2. similar document retrieval householder method comprises:
The feature word extracts treatment step, the searching object file that is stored in document data bank resolved, and the weight of extracting the feature word and representing its importance degree, and be stored in catalog;
Similar document retrieval treatment step, from appointed input file extracts corresponding weighted feature word by the operation of input media is imported, contrast with the weighted feature word that is stored in above-mentioned catalog, and calculate similar degree between above-mentioned input file and the above-mentioned searching object file, begin to determine successively to be the result for retrieval file set from the high searching object file of similar degree; And
Result for retrieval output treatment step is informed above-mentioned result for retrieval file set to the user,
In this similar document retrieval householder method, have:
Feature word collection and treatment step, extract treatment step by above-mentioned feature word, text in teacher's input file extracts or collects with the teacher's input file that constitutes teacher's file table from above-mentioned catalog distinguishes corresponding weighted feature word, and be stored in the feature vocabulary, it is a plurality of right to have in this teacher's file table, described to being that correctly to answer file be the right of known teacher's input file and the above-mentioned correct answer file corresponding with above-mentioned teacher's input file;
Essential factor data extraction process step, based on the result for retrieval file set that is determined by above-mentioned similar document retrieval treatment step at each above-mentioned teacher's input file, determine the retrieval cis-position of the above-mentioned correct answer file corresponding with each teacher's input file, and by the reference above-mentioned feature vocabulary corresponding with above-mentioned each teacher's input file, above-mentioned result for retrieval file set, in description information and the above-mentioned catalog more than one, extract the essential factor value of above-mentioned each teacher's input file, and being stored in the essential factor table, the essential factor value of above-mentioned each teacher's input file influences wanting of similar document retrieval precision thereby corresponding by predefined each essential factor with conduct; And
Degree of influence computing step, for the above-mentioned essential factor value that obtains for unknown new input file at above-mentioned correct answer file, determine by satisfying the corresponding essential factor value of relevant with essential factor and new input file or near the above-mentioned teacher's input file that is worth it, or satisfy the corresponding essential factor value of relevant with a plurality of essential factors and new input file fully or near the file group of above-mentioned teacher's input file formation of being worth it, retrieval cis-position according to the above-mentioned correct answer file corresponding with the above-mentioned teacher's input file that belongs to above-mentioned file group calculates the retrieval precision corresponding with this document group, and the difference of calculating the retrieval precision mean value that the above-mentioned retrieval precision that calculates calculates with respect to the integral body to above-mentioned teacher's input file is used as deviation value, with above-mentioned essential factor value, above-mentioned retrieval precision and above-mentioned deviation value are stored in and influence kilsyth basalt
Export in the treatment step at above-mentioned result for retrieval, illustrate to the user and be stored in the above-mentioned above-mentioned essential factor value corresponding with new input file and above-mentioned retrieval precision and/or the above-mentioned deviation value that influences in the kilsyth basalt.
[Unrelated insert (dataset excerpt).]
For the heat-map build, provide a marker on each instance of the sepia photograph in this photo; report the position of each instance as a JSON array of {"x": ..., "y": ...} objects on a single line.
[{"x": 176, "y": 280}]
3. according to the similar document retrieval householder method described in claim 1 or 2, it is characterized in that,
The essential factor that influences above-mentioned similar document retrieval precision comprises at least more than one in (1) shown below~(12):
(1) with respect to total hits or its ratio of each the feature word forward result for retrieval file of each cis-position that is constituted by preassigned number of packages, in the input file;
(2) weight of feature word in the result for retrieval file in total hits of above-mentioned (1), in the input file is quantity or its ratio more than the preassigned threshold value;
(3) part similar degree in total hits of above-mentioned (1), relevant with the feature word in the input file or this part similar degree account for the ratio of the similar degree of result for retrieval file;
(4) value that obtains after divided by the quantity of above-mentioned (1) or its ratio of the quantity of above-mentioned (2) or its ratio;
(5) value that obtains after divided by the quantity of above-mentioned (1) or its ratio of the quantity of above-mentioned (3) or its ratio;
(6) in the forward result for retrieval file of above-mentioned cis-position, a feature word of input file hit number or its ratio that number of packages is the above feature word of preassigned threshold value;
(7) in the forward result for retrieval file of above-mentioned cis-position, a feature word of input file hit number or its ratio that number of packages is the following feature word of preassigned threshold value;
(8) similar degree of the forward result for retrieval file of above-mentioned cis-position is followed the reduction of retrieving cis-position and the ratio that decays;
(9) in the forward result for retrieval file of above-mentioned cis-position, be endowed number of packages or its ratio of the classification that is given to input file;
(10) in the All Files as searching object, be endowed number of packages or its ratio of the classification that is given to input file;
(11) in the forward result for retrieval file of above-mentioned cis-position, and common number of packages or its ratio of author between the input file;
(12) in the forward result for retrieval file of above-mentioned cis-position, and the issue date between the input file depart from for preassigned threshold value with interior number of packages or its ratio.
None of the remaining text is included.